La imagen de San Benito joven de Subiaco, de Montserrat Gudiol, actualmente se halla perfectamente aclimatada al conjunto de la basílica de Montserrat y las publicaciones turísticas o las referentes al patrimonio artístico de Montserrat que se han ido sucediendo no dejan de mencionar y reproducir esta pintura. Al arte moderno de calidad todavía le cuesta entrar en la iglesia, pero es este arte el que educa el gusto de la gente y poco a poco también influye en las mentalidades.
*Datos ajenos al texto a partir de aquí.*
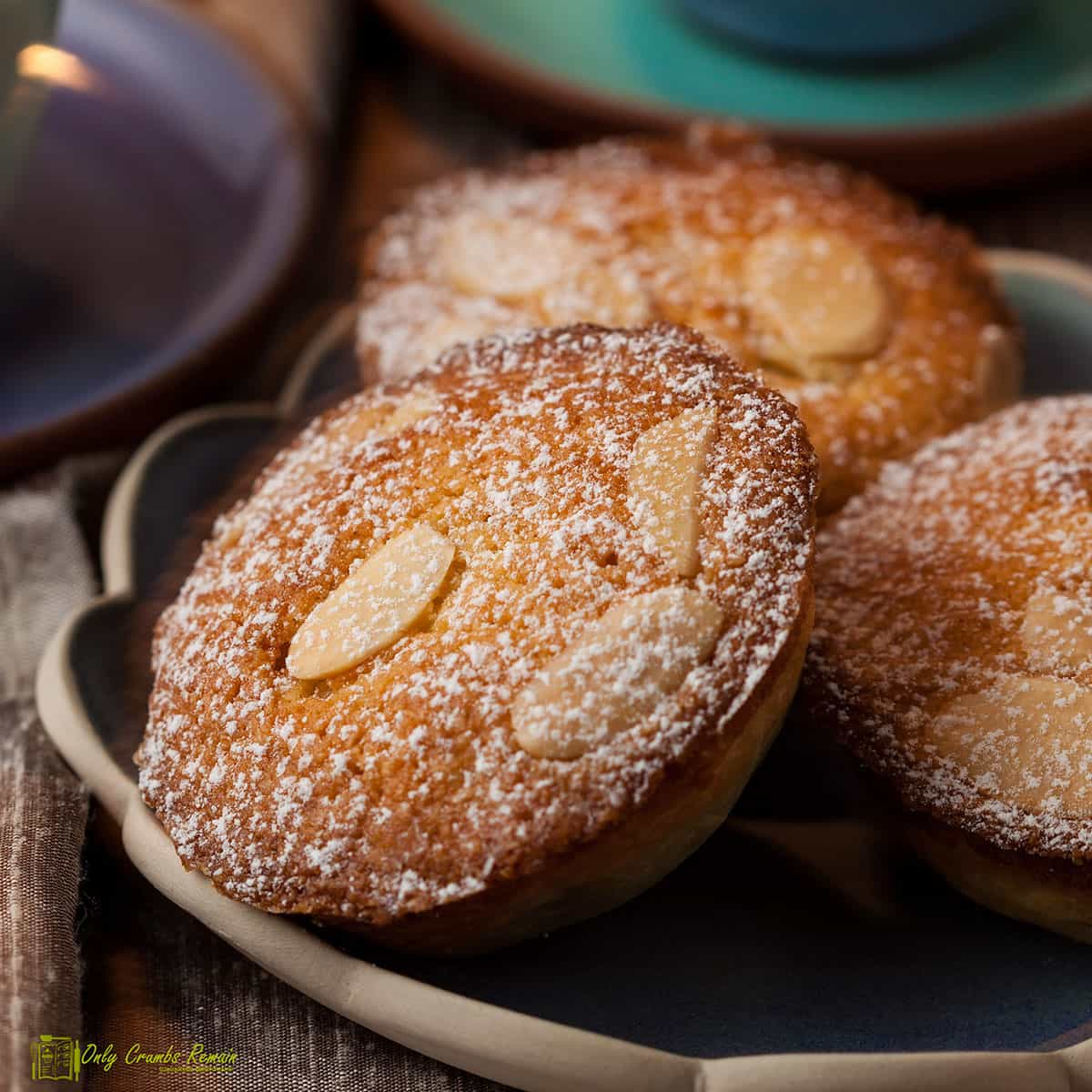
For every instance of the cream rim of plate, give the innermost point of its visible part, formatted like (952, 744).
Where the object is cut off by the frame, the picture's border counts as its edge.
(507, 1046)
Por suerte lo que vale, perdura, y lo que no, el tiempo mismo lo arrincona. En las tribunas de la basílica y en otros lugares se hallan retiradas imágenes y esculturas que el tiempo no ha logrado rehabilitar por ser, ya cuando se estrenaron, de poca calidad y bajo coste, sólo para cumplir un expediente o llenar un hueco. Por eso creo que en todo lo que se refiere al culto religioso y a nuestra basílica de Montserrat se precisa optar siempre por un arte de alta o altísima calidad, y creo que el San Benito de Montserrat Gudiol, del que acabo de explicar su gestación e historia, pertenece de lleno a esta índole.